The present paper aims at extending this work to take into account a notion of degree of conflict. More precisely, it will be shown that, in the case when a hierarchy of concepts is available, then we can define an obvious notion of degree of conflict between information our previous work implicitly takes into account. This paper is organized as follows. Section 2 presents the recommendations of NATO about information evaluation. Section 3 discusses this informal definition. It also discusses the moment when this evaluation must be taken into account. Section 4 recalls the formal approach we have previously taken to evaluation. Section 5 addresses the notion of degrees of conflicts in the case when information is described by using a hierarchy of concepts. Finally, section 6 is devoted to a discussion.

2

Recommendations of NATO

This standard [1], [2], explicitly mentions that the aim of information evaluation is to indicate the degree of confidence that may be placed in any item of information which has been obtained for intelligence. (...) This is achieved by adopting an alphanumeric system of rating which combines a measurement of the reliability of the source of information with a measurement of the credibility of that information when examined in the light of existing knowledge. Reliability of the source is designated by a letter between A and F signifying various degrees of confidence as indicated below. • a source is evaluated A if it is completely reliable. It refers to a tried and trusted source which can be depended upon with confidence • a source is evaluated B if it is usually reliable. It refers to a source which has been successfully used in the past but for which there is still some element of doubt in particular cases. • a source is evaluated C if it is fairly reliable. It refers to a source which has occasionally been used in the past and upon which some degree of confidence can be based. • a source is evaluated D if it is not usually reliable. It refers to a source which has been used in the past but has proved more often than not unreliable.

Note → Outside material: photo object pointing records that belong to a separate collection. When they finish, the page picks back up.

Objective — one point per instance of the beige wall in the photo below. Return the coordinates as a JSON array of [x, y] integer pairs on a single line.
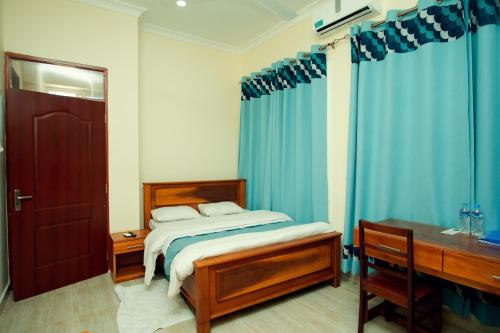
[[4, 274], [67, 30], [300, 37], [189, 111]]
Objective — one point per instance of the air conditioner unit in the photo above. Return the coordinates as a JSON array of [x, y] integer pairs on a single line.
[[333, 14]]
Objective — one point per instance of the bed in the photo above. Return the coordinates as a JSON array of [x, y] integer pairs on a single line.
[[229, 282]]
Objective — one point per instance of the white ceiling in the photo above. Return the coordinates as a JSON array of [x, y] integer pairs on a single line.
[[232, 24]]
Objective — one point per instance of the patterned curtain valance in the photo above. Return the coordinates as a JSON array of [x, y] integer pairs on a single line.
[[435, 22], [285, 74]]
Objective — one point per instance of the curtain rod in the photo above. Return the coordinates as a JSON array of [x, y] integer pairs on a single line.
[[400, 14], [321, 48], [334, 42]]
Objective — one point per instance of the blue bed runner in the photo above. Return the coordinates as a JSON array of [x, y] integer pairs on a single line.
[[177, 245]]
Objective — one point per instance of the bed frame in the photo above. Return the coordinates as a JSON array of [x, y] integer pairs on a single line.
[[227, 283]]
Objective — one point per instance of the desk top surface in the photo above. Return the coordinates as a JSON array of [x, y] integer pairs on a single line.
[[430, 234]]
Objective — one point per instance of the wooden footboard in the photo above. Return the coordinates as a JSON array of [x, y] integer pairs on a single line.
[[230, 282]]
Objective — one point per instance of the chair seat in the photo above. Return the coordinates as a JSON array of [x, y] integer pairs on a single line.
[[394, 289]]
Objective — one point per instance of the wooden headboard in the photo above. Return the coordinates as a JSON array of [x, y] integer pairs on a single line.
[[191, 194]]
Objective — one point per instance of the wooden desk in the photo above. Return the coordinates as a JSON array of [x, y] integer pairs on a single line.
[[456, 258]]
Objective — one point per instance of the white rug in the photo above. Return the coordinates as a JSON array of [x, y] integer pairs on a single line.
[[146, 309]]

• a source is evaluated E if it is unreliable. It refers to a source which has been used in the past and has proved unworthy of any confidence. • a source is evaluated F if its reliability cannot be judged. It refers to a source which has not been used in the past. Credibility of information is designated by a number between 1 and 6 signifying varying degrees of confidence as indicated below. • If it can be stated with certainty that the reported information originates from another source than the already existing information on the same subject, then it is classified as “confirmed by other sources” and rated 1. • If the independence of the source of any item of information cannot be guaranteed, but if, from the quantity and quality of previous reports, its likelihood is nevertheless regarded as sufficiently established, then the information should be classified as “probably true” and given a rating of 2. • If, despite there being insufficient confirmation to establish any higher degree of likelihood, a freshly reported item of information does not conflict with the previously reported behaviour pattern of the target, the item may be classified as “possibly true” and given a rating of 3. • An item of information which tends to conflict with the previously reported or established behaviour pattern of an intelligence target should be classified as “doubtful” and given a rating of 4 • An item of information which positively contradicts previously reported information or conflicts with the established behaviour pattern of an intelligence target in a marked degree should be classified as “improbable” and given a rating of 5 • An item of information is given a rating of 6 if its truth cannot be judged.

3 3.1

Discussions about these recommendations How to define evaluation ?

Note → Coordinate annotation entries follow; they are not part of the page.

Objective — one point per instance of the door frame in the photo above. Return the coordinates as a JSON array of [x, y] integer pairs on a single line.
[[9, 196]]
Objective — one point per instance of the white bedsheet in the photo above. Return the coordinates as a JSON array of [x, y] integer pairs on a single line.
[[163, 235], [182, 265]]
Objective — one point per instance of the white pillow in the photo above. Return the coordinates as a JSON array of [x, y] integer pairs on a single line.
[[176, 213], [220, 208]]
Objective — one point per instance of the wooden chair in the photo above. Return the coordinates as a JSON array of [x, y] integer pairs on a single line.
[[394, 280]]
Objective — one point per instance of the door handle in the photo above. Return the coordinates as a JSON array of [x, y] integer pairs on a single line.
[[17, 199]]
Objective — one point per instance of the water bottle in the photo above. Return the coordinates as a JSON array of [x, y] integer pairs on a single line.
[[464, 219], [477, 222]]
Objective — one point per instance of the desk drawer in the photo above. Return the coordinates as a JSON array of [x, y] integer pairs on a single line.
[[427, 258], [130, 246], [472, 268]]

The previous definition can be discussed because, since they are given in natural language, they are quite imprecise and ambiguous. Indeed, according to the previous recommendations, the reliability of a source is defined in reference to its use in the past. It can be measured for example, as the ratio of the number of times it gave a true information to the number of times it gave information. However, this definition does not take into account the actual environment of use of the information source. For instance, even if it is known to be reliable, an infra-red sensor loose reliability when it rains.

Concerning the credibility of information, it seems that the rating defined according to the recommendations does not qualify an unique property. For instance, how should we note an item of information supported by several sources of information which is also conflictual with some already registered information ? According to these definitions, this item should be given a rating of 1 and should also be given a rating of 5. Furthermore, according to the recommendations, a rating of 6 should be given to an item whose truth cannot be judged. This supposes that the other ratings (1...5) concern the evaluation of the truth of information. If so, rating of 1 should be given to a true information. But, as it is defined, rating of 1 should be given to an item supported by at least two sources. This is questionable since, the different sources (even if they agree) may emit false information. However, even if the previous recommendations can be discussed, one can see that three main notions underline the evaluation system : • the number of independent sources that support an information • their reliability • the fact that the information tends to conflict or conflicts with some available information These three characteristics are independent. For instance, two sources, one being fully reliable and the other not usually reliable may have emitted the same piece of information. Furthermore, this piece of information may be contradictory with another piece of information. Our claim is that a model for information evaluation should take into account these three notions for any piece of information.

3.2

When should evaluation be taken into account ?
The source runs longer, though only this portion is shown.